Anschließend geht unsere Fahrt weiter nach Kohukohu. Hier setzt uns eine Fähre über die tief ins Land gehende Bucht Hokianga Harbour. In Opanoni, wo die Bucht und das Meer sich treffen, trinken wir am Hafen gemütlich einen Kaffee und teilen uns einen Backfisch. Der ist unbeschreiblich lecker hier. Der Fisch kommt fangfrisch aus dem Meer und hat einen tollen Geschmack sowie festes, weißes Fleisch. 

Auf der anderen Seite der Bucht sehen wir wieder riesige Sanddünen. Wir fahren ein Stück aus dem Ort heraus und gelangen zu einem Overlook auf einem Cap. Von hier oben bieten sich atemberaubende Ausblicke: die tobende See mit mächtigen Wellen, die stille Bucht, die hohen Sanddünen, die Klippen und bewachsenen Hügel, dazu der weiße, unendlich lange Strand und der tiefblaue Himmel. Wir können uns gar nicht satt sehen.

In Lauf der nächsten Fahrstrecke denken wir immer wieder, wir sind in den Alpen. Satte Wiesen auf steilen Hängen, überall stehen Kühe oder Schafe auf den Weiden. Dann der abrupte Wechsel. Wir kommen in den Waipoua Forrest, den letzten Rest eines subtropischen Regenwalds, der hier ursprünglichh das ganze Land bedeckt hat. Riesige Farne und Kauribäume stehen dicht an der Straße. Am Tane Mahutu, dem Herr des Waldes, machen wir unseren nächsten Halt. Dieser Kauri-Gigant ist 56 m hoch, hat 13 m Stammumfang und wird auf ein Alter von 1300  bis 2000 Jahren geschätzt. Ein wirklich beeindruckender Baumriese. Im Regenwald herrscht ein angenehmes Klima, es ist deutlich kühler als vorher am Meer.

Leider verpassen wir die anderen Riesenkauris, da diese nicht ausgeschildert sind.

Dafür fahren wir noch zum Visitor-Center, das aber leider geschlossen hat.

Für den Weg von hieraus nach Whangarei, wo wir unsere nächste Unterkunft haben, sind es noch etwa 110 Kilometer, für die wir aber fast 2 Stunden brauchen. Die Straßen erstaunen uns immer wieder. Es ist ein ständiges bergauf, bergab in engen Serpentinen. Dazu tiefe Schlaglöcher oder gerade reparierte Bereiche, wo der Rollsplitt nur so herumfliegt. Im Durchschnitt kommen wir auf 60 Kilometer pro Stunde. Toddy ist inzwischen gut auf den Linksverkehr umgestiegen und ich bin auf dem Beifahrersitz zunehmend entspannt.

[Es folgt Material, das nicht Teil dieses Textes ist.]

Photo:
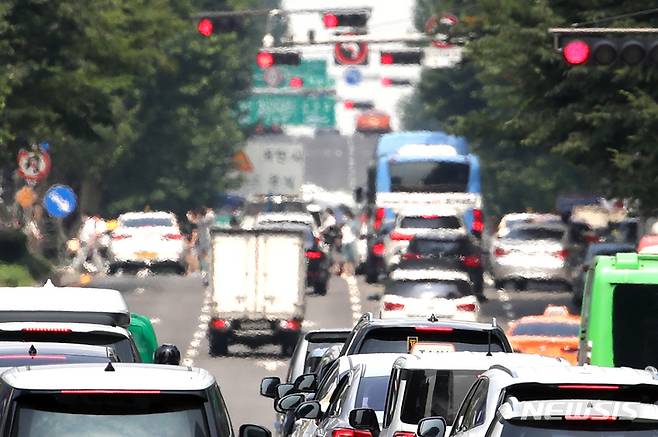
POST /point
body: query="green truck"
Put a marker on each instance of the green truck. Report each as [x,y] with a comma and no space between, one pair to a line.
[619,316]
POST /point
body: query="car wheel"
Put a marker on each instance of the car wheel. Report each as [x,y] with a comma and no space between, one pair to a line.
[217,344]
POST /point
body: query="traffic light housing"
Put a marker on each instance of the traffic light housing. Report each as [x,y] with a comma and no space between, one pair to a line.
[352,19]
[401,57]
[630,50]
[208,26]
[268,58]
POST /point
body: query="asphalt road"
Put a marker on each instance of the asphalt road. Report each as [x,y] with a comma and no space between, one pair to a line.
[178,308]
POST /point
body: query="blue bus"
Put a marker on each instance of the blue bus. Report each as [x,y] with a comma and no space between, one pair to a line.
[426,168]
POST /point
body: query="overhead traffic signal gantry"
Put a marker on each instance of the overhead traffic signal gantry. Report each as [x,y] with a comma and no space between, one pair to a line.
[607,46]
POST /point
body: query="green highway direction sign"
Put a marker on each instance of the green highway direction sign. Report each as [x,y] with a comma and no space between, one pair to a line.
[275,103]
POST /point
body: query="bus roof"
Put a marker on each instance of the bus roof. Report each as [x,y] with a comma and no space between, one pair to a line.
[391,143]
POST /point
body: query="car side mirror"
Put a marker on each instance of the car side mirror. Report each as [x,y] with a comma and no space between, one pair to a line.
[289,403]
[167,354]
[283,389]
[306,383]
[365,419]
[308,410]
[268,386]
[254,431]
[431,427]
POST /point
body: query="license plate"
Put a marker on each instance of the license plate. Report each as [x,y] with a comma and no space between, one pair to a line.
[255,324]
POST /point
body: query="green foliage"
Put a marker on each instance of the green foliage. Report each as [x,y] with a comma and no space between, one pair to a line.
[542,127]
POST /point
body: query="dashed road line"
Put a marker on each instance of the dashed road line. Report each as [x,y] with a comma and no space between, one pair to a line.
[197,338]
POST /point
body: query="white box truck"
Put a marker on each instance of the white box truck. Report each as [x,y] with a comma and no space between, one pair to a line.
[257,281]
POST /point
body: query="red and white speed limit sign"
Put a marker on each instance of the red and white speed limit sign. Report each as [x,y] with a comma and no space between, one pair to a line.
[351,53]
[33,165]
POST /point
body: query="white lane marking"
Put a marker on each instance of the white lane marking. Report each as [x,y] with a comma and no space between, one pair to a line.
[355,297]
[271,365]
[204,317]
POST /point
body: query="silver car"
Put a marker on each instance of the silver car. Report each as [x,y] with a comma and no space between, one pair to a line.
[531,252]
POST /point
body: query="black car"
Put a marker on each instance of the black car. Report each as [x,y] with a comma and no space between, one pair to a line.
[371,336]
[446,250]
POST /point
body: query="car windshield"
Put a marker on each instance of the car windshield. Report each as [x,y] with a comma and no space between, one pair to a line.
[547,329]
[430,222]
[117,415]
[423,289]
[520,233]
[401,340]
[426,246]
[372,392]
[574,428]
[147,222]
[634,325]
[435,393]
[429,177]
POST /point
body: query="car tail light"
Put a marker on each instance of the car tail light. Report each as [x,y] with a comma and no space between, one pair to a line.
[379,218]
[50,330]
[291,325]
[562,254]
[378,249]
[471,261]
[434,329]
[467,307]
[110,392]
[478,221]
[348,432]
[313,254]
[397,236]
[588,387]
[219,324]
[393,306]
[499,251]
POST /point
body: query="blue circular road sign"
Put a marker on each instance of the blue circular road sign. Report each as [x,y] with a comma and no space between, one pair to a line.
[59,201]
[353,76]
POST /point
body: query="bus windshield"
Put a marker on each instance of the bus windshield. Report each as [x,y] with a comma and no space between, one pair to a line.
[429,177]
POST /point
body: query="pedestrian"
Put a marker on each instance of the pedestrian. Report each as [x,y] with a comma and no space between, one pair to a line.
[349,235]
[90,230]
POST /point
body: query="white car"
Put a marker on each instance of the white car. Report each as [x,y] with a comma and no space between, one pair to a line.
[410,223]
[421,293]
[147,240]
[67,315]
[434,384]
[560,400]
[115,399]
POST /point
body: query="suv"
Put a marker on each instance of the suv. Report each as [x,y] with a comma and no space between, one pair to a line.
[434,385]
[372,335]
[407,225]
[563,400]
[114,399]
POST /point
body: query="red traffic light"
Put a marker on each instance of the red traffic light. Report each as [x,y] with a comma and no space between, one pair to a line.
[330,21]
[205,27]
[576,52]
[296,82]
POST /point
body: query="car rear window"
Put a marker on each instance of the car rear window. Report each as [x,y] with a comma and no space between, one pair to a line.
[147,221]
[434,393]
[423,289]
[635,325]
[135,415]
[548,329]
[372,392]
[535,234]
[400,340]
[430,222]
[426,246]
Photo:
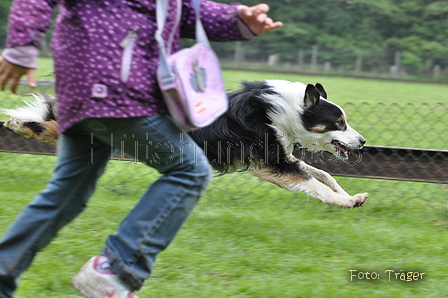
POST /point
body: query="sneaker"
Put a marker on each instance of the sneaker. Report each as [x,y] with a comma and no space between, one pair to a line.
[95,281]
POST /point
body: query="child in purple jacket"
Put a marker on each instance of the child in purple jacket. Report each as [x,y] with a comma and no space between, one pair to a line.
[109,100]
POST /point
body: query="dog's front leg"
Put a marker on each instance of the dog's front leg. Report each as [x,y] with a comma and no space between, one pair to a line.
[324,177]
[306,183]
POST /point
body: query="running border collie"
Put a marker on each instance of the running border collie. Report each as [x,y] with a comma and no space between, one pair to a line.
[265,121]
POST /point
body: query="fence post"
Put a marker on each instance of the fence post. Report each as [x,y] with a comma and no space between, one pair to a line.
[358,65]
[436,72]
[314,59]
[395,69]
[239,55]
[273,60]
[300,59]
[327,66]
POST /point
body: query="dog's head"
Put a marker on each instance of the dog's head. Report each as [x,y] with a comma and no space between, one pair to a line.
[313,122]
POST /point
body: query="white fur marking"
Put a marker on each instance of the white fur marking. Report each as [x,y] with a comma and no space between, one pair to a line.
[35,110]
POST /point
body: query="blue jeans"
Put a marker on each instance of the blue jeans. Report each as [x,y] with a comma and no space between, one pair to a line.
[83,153]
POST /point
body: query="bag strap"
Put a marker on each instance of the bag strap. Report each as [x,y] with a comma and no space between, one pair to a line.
[165,71]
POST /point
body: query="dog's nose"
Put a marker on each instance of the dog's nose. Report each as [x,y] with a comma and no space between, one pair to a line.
[362,141]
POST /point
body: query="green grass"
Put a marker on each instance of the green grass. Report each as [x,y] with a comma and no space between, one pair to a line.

Gegen 17.15 Uhr treffen wir bei unserer nächsten Unterkunft ein, mit der wir wieder richtig viel Glück haben. Eine kleine Wohnung und ein Garten mit Pool  gehören uns alleine. Dazu die Möglichkeit die Wäsche zu waschen und im Garten zu trocknen. 3 Maschinen lasse ich heute Abend noch durchlaufen. Dann ist morgen alles wieder frisch im Koffer. Super, so kann es bleiben.